- Born: 16 January 1910 Teota, Manikganj District, Bangladesh
- Died: 11 March 1990 (aged 80) Kolkata, India
- Occupations: Historian Writer Academic Vice-Chancellor
- Known for: Maratha history
- Awards: Padma Bhushan

= Pratul Chandra Gupta =

Indian historian (1910–1990)

Pratul Chandra Gupta (16 January 1910 – 11 March 1990) was an Indian historian, writer and the author of Nana Sahib and the Rising at Cawnpore, a historical account of the siege of Cawnpore. Considered by many as an authority on Maratha history, he translated The Maharashta Purana, an 18th-century Bengali text written by Gangaram into English, Edward C. Dimock, a known Indologist, being his co-translator. One of his books, INA in Military Operation, was commissioned by Jawaharlal Nehru but the book could not be published, reportedly due to political objections. The Last Peshwa and the English Commissioners, 1818–1851 and Shah Alam II and His Court are some of his other notable works. The Government of India awarded him the third highest civilian honour of the Padma Bhushan, in 1975, for his contributions to Literature.

== Career ==
Pratul Chandra Gupta was born in the Teota Rajbari (the home of his mother's family) in 1910. He started school in Rangpur and then attended Calcutta's South Suburban School. He attained an BA Hons. and MA in history from Presidency College Calcutta, and, after further study of law, he returned to history. He was one of the first Indians to receive a PhD from a UK university (School of Oriental Studies, University of London, 1936).

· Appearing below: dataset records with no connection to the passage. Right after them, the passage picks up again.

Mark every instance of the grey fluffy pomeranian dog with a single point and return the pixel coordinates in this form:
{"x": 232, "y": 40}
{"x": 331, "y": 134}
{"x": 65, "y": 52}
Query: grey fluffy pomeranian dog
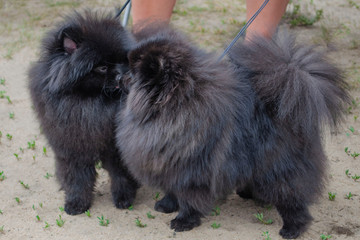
{"x": 199, "y": 129}
{"x": 76, "y": 89}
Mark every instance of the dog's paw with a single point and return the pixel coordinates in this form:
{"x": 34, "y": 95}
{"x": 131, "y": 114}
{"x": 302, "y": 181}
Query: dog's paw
{"x": 76, "y": 207}
{"x": 185, "y": 224}
{"x": 167, "y": 205}
{"x": 290, "y": 233}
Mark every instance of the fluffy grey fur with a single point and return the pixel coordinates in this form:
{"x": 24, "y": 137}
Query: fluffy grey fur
{"x": 76, "y": 89}
{"x": 199, "y": 129}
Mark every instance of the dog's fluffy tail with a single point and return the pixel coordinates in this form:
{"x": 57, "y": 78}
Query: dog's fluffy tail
{"x": 298, "y": 86}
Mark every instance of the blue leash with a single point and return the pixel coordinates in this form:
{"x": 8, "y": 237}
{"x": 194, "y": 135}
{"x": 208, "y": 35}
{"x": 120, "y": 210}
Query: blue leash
{"x": 243, "y": 29}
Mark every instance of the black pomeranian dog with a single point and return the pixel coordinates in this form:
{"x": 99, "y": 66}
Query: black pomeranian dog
{"x": 199, "y": 128}
{"x": 76, "y": 88}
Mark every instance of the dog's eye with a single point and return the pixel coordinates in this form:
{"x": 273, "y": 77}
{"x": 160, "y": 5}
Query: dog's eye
{"x": 101, "y": 69}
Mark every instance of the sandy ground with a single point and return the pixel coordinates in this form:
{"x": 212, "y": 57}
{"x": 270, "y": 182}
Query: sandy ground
{"x": 211, "y": 26}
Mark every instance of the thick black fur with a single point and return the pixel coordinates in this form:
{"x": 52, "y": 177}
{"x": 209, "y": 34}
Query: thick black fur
{"x": 199, "y": 129}
{"x": 76, "y": 89}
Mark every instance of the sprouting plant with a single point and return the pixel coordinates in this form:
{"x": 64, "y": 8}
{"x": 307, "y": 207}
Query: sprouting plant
{"x": 352, "y": 129}
{"x": 26, "y": 186}
{"x": 31, "y": 145}
{"x": 17, "y": 156}
{"x": 2, "y": 176}
{"x": 349, "y": 195}
{"x": 60, "y": 222}
{"x": 87, "y": 212}
{"x": 103, "y": 222}
{"x": 44, "y": 151}
{"x": 139, "y": 223}
{"x": 156, "y": 197}
{"x": 355, "y": 177}
{"x": 98, "y": 165}
{"x": 9, "y": 136}
{"x": 347, "y": 173}
{"x": 46, "y": 225}
{"x": 9, "y": 100}
{"x": 215, "y": 225}
{"x": 48, "y": 175}
{"x": 266, "y": 235}
{"x": 260, "y": 217}
{"x": 148, "y": 214}
{"x": 215, "y": 211}
{"x": 331, "y": 196}
{"x": 325, "y": 237}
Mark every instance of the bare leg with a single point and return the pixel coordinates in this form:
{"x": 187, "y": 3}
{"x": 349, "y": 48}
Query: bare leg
{"x": 266, "y": 22}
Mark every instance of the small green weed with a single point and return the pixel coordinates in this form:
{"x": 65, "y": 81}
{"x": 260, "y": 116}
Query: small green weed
{"x": 46, "y": 225}
{"x": 9, "y": 136}
{"x": 44, "y": 151}
{"x": 31, "y": 145}
{"x": 157, "y": 196}
{"x": 139, "y": 223}
{"x": 349, "y": 195}
{"x": 17, "y": 156}
{"x": 9, "y": 100}
{"x": 325, "y": 237}
{"x": 331, "y": 196}
{"x": 215, "y": 225}
{"x": 103, "y": 222}
{"x": 148, "y": 214}
{"x": 60, "y": 222}
{"x": 266, "y": 235}
{"x": 260, "y": 217}
{"x": 2, "y": 176}
{"x": 87, "y": 213}
{"x": 215, "y": 211}
{"x": 355, "y": 177}
{"x": 26, "y": 186}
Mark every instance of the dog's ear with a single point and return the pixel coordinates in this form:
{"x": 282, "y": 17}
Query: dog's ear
{"x": 70, "y": 39}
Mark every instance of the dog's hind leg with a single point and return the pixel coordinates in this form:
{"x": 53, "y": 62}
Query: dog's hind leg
{"x": 167, "y": 204}
{"x": 295, "y": 216}
{"x": 77, "y": 179}
{"x": 194, "y": 202}
{"x": 123, "y": 185}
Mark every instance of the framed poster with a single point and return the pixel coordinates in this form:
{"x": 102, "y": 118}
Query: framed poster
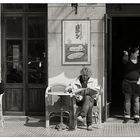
{"x": 76, "y": 42}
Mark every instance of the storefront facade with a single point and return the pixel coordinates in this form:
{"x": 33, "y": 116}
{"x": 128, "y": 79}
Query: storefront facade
{"x": 33, "y": 54}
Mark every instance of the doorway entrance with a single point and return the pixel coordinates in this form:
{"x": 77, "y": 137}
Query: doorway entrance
{"x": 125, "y": 33}
{"x": 24, "y": 64}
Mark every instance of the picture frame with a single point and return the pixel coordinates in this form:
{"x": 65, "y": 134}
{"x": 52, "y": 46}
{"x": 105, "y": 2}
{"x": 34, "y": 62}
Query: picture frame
{"x": 76, "y": 42}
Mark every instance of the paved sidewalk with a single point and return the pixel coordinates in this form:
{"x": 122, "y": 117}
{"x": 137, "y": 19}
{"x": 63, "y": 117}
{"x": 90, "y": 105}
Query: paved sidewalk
{"x": 36, "y": 128}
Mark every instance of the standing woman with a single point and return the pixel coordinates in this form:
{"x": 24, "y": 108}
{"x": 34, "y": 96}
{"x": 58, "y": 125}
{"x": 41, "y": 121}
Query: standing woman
{"x": 131, "y": 84}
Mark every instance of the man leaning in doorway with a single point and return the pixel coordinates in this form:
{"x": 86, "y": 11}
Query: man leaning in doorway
{"x": 131, "y": 83}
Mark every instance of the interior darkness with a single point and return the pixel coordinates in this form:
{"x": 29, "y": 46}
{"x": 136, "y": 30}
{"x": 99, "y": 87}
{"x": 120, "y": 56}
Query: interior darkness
{"x": 125, "y": 32}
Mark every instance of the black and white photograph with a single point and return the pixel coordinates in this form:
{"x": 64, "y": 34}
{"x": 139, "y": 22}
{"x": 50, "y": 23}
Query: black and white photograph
{"x": 70, "y": 69}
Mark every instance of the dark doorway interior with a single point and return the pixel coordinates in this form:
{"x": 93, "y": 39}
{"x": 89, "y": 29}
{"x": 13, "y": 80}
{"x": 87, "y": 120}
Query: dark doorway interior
{"x": 125, "y": 32}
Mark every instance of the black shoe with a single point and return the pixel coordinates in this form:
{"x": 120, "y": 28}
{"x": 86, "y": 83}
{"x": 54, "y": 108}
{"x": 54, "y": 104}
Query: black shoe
{"x": 126, "y": 120}
{"x": 136, "y": 120}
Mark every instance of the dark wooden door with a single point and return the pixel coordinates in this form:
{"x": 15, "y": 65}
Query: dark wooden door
{"x": 24, "y": 52}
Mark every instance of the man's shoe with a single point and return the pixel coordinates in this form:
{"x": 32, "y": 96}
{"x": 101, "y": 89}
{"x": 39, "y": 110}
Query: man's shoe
{"x": 126, "y": 120}
{"x": 136, "y": 120}
{"x": 89, "y": 128}
{"x": 81, "y": 119}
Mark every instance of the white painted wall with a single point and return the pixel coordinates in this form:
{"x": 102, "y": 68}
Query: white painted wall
{"x": 58, "y": 12}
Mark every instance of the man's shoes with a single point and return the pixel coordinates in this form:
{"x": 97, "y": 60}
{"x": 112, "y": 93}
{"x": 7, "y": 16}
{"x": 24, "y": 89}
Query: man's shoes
{"x": 126, "y": 120}
{"x": 89, "y": 128}
{"x": 136, "y": 120}
{"x": 81, "y": 119}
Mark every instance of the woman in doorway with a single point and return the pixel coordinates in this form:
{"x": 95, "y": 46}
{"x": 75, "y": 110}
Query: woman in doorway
{"x": 131, "y": 84}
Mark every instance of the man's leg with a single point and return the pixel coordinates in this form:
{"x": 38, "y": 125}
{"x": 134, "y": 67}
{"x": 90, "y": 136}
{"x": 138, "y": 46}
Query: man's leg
{"x": 135, "y": 100}
{"x": 87, "y": 105}
{"x": 127, "y": 106}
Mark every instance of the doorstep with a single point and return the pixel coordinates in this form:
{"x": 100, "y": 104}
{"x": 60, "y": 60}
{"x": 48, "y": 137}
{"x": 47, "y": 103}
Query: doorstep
{"x": 24, "y": 118}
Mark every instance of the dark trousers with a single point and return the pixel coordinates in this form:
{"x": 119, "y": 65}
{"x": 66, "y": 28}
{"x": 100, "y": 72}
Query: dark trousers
{"x": 86, "y": 111}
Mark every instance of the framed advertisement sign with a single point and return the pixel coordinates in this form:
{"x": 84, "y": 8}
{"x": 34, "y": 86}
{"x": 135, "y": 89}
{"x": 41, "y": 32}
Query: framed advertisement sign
{"x": 76, "y": 42}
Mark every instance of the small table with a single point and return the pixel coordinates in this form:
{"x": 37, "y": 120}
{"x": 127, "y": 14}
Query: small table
{"x": 61, "y": 125}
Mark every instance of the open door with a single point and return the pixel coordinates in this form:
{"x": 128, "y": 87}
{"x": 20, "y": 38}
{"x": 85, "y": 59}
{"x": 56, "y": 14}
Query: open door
{"x": 107, "y": 66}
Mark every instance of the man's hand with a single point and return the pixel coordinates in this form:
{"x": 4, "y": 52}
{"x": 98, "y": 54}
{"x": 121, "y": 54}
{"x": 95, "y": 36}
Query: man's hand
{"x": 125, "y": 52}
{"x": 138, "y": 82}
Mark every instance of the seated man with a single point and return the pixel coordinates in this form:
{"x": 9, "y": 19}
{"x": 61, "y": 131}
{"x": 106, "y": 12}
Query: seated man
{"x": 85, "y": 90}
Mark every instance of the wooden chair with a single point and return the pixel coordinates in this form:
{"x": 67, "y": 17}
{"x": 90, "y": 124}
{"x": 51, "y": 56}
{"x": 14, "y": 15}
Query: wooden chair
{"x": 57, "y": 103}
{"x": 96, "y": 115}
{"x": 1, "y": 111}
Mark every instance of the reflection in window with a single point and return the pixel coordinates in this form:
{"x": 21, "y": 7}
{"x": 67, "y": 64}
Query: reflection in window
{"x": 36, "y": 62}
{"x": 14, "y": 26}
{"x": 14, "y": 61}
{"x": 36, "y": 26}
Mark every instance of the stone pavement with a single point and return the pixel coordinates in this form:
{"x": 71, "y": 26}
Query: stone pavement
{"x": 36, "y": 128}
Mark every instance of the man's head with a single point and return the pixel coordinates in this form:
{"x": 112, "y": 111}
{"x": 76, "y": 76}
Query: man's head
{"x": 85, "y": 73}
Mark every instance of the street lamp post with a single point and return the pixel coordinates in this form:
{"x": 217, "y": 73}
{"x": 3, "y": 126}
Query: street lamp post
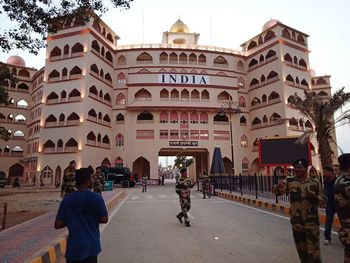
{"x": 229, "y": 105}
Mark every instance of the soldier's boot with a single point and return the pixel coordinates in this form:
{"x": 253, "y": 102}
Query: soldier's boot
{"x": 179, "y": 216}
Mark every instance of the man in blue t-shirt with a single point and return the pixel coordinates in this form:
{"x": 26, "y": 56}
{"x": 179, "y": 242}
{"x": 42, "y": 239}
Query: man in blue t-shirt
{"x": 82, "y": 212}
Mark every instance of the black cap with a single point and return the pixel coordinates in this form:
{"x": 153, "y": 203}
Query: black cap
{"x": 82, "y": 175}
{"x": 329, "y": 168}
{"x": 302, "y": 162}
{"x": 344, "y": 161}
{"x": 183, "y": 170}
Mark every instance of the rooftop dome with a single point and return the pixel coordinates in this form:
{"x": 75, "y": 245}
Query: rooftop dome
{"x": 312, "y": 72}
{"x": 179, "y": 27}
{"x": 16, "y": 60}
{"x": 270, "y": 23}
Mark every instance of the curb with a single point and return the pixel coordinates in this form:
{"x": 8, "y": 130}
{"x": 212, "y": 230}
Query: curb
{"x": 269, "y": 206}
{"x": 58, "y": 248}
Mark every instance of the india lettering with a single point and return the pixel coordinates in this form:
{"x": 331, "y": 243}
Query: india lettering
{"x": 184, "y": 79}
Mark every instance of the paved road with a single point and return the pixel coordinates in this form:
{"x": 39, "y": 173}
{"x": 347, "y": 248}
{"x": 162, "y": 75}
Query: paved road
{"x": 144, "y": 229}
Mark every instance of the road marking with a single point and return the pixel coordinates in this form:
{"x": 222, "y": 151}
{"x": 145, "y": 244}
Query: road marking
{"x": 103, "y": 226}
{"x": 269, "y": 213}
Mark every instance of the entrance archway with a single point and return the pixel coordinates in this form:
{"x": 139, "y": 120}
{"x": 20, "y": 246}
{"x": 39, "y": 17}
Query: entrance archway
{"x": 47, "y": 176}
{"x": 58, "y": 174}
{"x": 16, "y": 170}
{"x": 227, "y": 165}
{"x": 141, "y": 166}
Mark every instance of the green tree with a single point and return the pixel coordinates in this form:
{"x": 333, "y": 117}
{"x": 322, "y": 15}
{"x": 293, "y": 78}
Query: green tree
{"x": 325, "y": 113}
{"x": 5, "y": 78}
{"x": 34, "y": 19}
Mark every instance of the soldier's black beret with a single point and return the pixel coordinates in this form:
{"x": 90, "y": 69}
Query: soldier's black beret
{"x": 302, "y": 162}
{"x": 344, "y": 161}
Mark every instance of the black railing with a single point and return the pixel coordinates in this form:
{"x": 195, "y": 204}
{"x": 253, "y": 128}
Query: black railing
{"x": 259, "y": 186}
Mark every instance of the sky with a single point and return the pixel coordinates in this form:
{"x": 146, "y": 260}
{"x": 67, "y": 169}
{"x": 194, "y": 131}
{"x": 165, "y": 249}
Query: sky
{"x": 229, "y": 23}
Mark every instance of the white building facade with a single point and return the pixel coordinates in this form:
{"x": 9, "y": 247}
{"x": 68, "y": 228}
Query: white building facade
{"x": 103, "y": 104}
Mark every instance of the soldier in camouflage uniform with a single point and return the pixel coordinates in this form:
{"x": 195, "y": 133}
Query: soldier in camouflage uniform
{"x": 305, "y": 196}
{"x": 68, "y": 183}
{"x": 205, "y": 184}
{"x": 98, "y": 181}
{"x": 342, "y": 203}
{"x": 144, "y": 183}
{"x": 184, "y": 183}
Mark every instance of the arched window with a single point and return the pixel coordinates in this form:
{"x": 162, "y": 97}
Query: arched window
{"x": 274, "y": 96}
{"x": 143, "y": 94}
{"x": 240, "y": 83}
{"x": 109, "y": 56}
{"x": 243, "y": 121}
{"x": 95, "y": 46}
{"x": 119, "y": 118}
{"x": 184, "y": 118}
{"x": 144, "y": 58}
{"x": 270, "y": 54}
{"x": 194, "y": 117}
{"x": 145, "y": 115}
{"x": 202, "y": 59}
{"x": 56, "y": 52}
{"x": 183, "y": 58}
{"x": 173, "y": 58}
{"x": 272, "y": 75}
{"x": 241, "y": 102}
{"x": 220, "y": 118}
{"x": 252, "y": 62}
{"x": 120, "y": 99}
{"x": 119, "y": 140}
{"x": 76, "y": 72}
{"x": 203, "y": 118}
{"x": 163, "y": 117}
{"x": 185, "y": 95}
{"x": 91, "y": 137}
{"x": 223, "y": 96}
{"x": 220, "y": 61}
{"x": 195, "y": 95}
{"x": 269, "y": 35}
{"x": 174, "y": 94}
{"x": 163, "y": 58}
{"x": 204, "y": 95}
{"x": 77, "y": 48}
{"x": 251, "y": 45}
{"x": 174, "y": 117}
{"x": 192, "y": 59}
{"x": 94, "y": 69}
{"x": 244, "y": 141}
{"x": 93, "y": 90}
{"x": 121, "y": 60}
{"x": 288, "y": 58}
{"x": 240, "y": 65}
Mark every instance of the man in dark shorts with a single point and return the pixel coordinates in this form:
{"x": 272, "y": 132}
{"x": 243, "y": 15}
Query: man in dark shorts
{"x": 82, "y": 212}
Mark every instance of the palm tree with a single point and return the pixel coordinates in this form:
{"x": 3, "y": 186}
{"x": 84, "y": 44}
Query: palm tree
{"x": 322, "y": 111}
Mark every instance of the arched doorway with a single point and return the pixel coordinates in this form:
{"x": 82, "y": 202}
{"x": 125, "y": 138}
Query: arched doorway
{"x": 46, "y": 176}
{"x": 227, "y": 165}
{"x": 141, "y": 166}
{"x": 16, "y": 170}
{"x": 58, "y": 174}
{"x": 106, "y": 162}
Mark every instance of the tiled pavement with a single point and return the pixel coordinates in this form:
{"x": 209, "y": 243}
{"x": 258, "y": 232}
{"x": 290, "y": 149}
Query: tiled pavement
{"x": 22, "y": 242}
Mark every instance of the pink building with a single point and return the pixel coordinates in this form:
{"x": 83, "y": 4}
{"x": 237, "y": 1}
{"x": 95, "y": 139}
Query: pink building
{"x": 103, "y": 104}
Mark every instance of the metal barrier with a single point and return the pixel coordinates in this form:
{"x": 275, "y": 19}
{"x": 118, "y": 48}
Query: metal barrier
{"x": 258, "y": 185}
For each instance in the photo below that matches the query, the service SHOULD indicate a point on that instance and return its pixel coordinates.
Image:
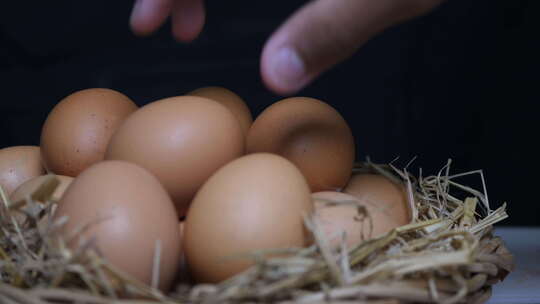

On his return to India, he became lecturer (1939–1956), and then reader (1957–1961) at the University of Calcutta, and then Professor and Head of the Department of History at Jadavpur University (1961–1970). He was Vice-Chancellor at Visva-Bharati University, Santiniketan (1971–1975) and Vice Chancellor at Rabindra Bharati University, Calcutta (1975–1979).

Pratul Chandra Gupta was active in several learned societies, and especially in The Asiatic Society (Calcutta) where he was President 1981–1983. He was a member of the Trustees of the Victoria Memorial, Calcutta 1972–1980. As well as writing scholarly works in English, he published extensively in Bengali, writing stories for children and adults. His autobiography, Dinguli Mor, was published by Ananda Publishers, Calcutta, in 1985.

He died in Calcutta in 1990.

==Family==
Pratul Chandra Gupta was the eldest son of Atul Chandra Gupta and Savitri Ray. He married Supriya Roy, and had two children, Avijit (1942–2023) and Ishani (born 1949). Supriya died in 1956.